Getting to know someone is a lot like making toast; don’t do it in the bathtub.
*checks Groupon for deals on exorcisms*
trust my gut? the thing that can’t even handle milk?
[campfire]
And that’s when he realized… HE FORGOT TO ENABLE WIFI AND WATCHED 5 SEASONS USING HIS DATA PLAN
[everyone screams in terror]
ME: i trained this chicken to talk
HER: let’s see
ME: what’s a male deer
CHICKEN: buck
ME: how much is 200 pennies
CHICKEN: buck buck
HER: this sucks
ME: it gets better
CHICKEN: it gets way better, Karen
6yo: Wow you look much better already daddy! Will you be able to have the stitches out soon?
Taxidermist: He will not
Little Kid: wanna hear a joke?
Me: life is meaningless without death
Little Kid: why did the chicken cro- wait what?
I don’t know who needs to hear this, but America literally invented pizza and pasta. Italy is now trying to appropriate our culture and I won’t stand for it. Last I checked Little Caesars is headquartered in Detroit, not Davos.
Me (young, foolish): refrigerator may I have a few ice cubes?
Refrigerator (old, wise): one or one-thousand, there is no few
Me: “I poop when I’m nervous.”
Doctor: “How often does this occur?”
Me: “I’m extremely nervous right now.”
We’re not supposed to bring snacks to meetings because they’re a distraction, but so far no one’s realized my mask is full of Doritos.
*asks Zumba instructor to sign my pizza permission slip*
Once again thinking about the most Massachusetts headline I’ve ever seen
HER: how is remote learning going
ME [sadly]: I couldn’t figure it out so I just got up to change the channels
If you want to get more out of people, squeeze them really hard.
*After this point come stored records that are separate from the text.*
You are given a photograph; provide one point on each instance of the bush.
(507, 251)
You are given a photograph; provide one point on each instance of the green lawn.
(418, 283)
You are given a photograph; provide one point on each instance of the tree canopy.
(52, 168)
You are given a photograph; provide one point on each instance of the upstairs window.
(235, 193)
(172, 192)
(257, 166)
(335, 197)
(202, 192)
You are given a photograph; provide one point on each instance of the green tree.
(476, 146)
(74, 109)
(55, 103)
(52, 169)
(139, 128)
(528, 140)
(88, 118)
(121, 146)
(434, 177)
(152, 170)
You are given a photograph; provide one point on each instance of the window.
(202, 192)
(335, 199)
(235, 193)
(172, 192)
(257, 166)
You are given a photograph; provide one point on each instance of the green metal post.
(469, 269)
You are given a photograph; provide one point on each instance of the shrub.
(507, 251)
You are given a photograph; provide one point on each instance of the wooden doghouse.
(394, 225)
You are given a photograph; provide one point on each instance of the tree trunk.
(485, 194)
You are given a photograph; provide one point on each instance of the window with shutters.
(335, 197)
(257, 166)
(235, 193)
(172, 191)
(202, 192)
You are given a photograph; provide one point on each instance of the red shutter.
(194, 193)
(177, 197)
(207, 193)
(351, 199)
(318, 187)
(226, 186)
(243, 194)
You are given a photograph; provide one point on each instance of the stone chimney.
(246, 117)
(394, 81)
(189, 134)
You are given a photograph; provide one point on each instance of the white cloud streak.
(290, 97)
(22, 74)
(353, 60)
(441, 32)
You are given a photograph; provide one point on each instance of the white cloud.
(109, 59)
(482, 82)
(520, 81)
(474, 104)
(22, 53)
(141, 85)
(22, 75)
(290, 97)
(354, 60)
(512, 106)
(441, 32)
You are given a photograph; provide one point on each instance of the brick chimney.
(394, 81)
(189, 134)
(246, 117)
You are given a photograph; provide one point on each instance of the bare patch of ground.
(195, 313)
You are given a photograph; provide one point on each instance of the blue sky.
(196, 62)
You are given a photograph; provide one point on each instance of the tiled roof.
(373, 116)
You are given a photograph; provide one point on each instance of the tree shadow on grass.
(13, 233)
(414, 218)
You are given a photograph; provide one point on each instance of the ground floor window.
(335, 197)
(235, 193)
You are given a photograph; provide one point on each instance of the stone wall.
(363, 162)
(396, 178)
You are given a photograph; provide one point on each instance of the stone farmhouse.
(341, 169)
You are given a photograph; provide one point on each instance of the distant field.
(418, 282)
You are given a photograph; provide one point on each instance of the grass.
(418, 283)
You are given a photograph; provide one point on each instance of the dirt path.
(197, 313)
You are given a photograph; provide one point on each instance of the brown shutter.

Better than a Justin Bieber concert:
1. Being deaf.
2. A rattlesnake bite.
3. Chewing razor blades.
4. Licking a public toilet seat.
Uh, guys… I just heard from my doctor, and it’s bad news. If you’ve retweeted me recently, you should really go get yourself checked out.
My husband and I play this game where we buy potato chips the other one doesn’t like so we don’t have to share.
I just referred to tongs as ‘food tweezers’ in case you want to be in awe of my command of the English language.
A family of ducks walks into a church. “Hi, yes, umm…I hear you have a man who turned his body into bread?” The father asks timidly.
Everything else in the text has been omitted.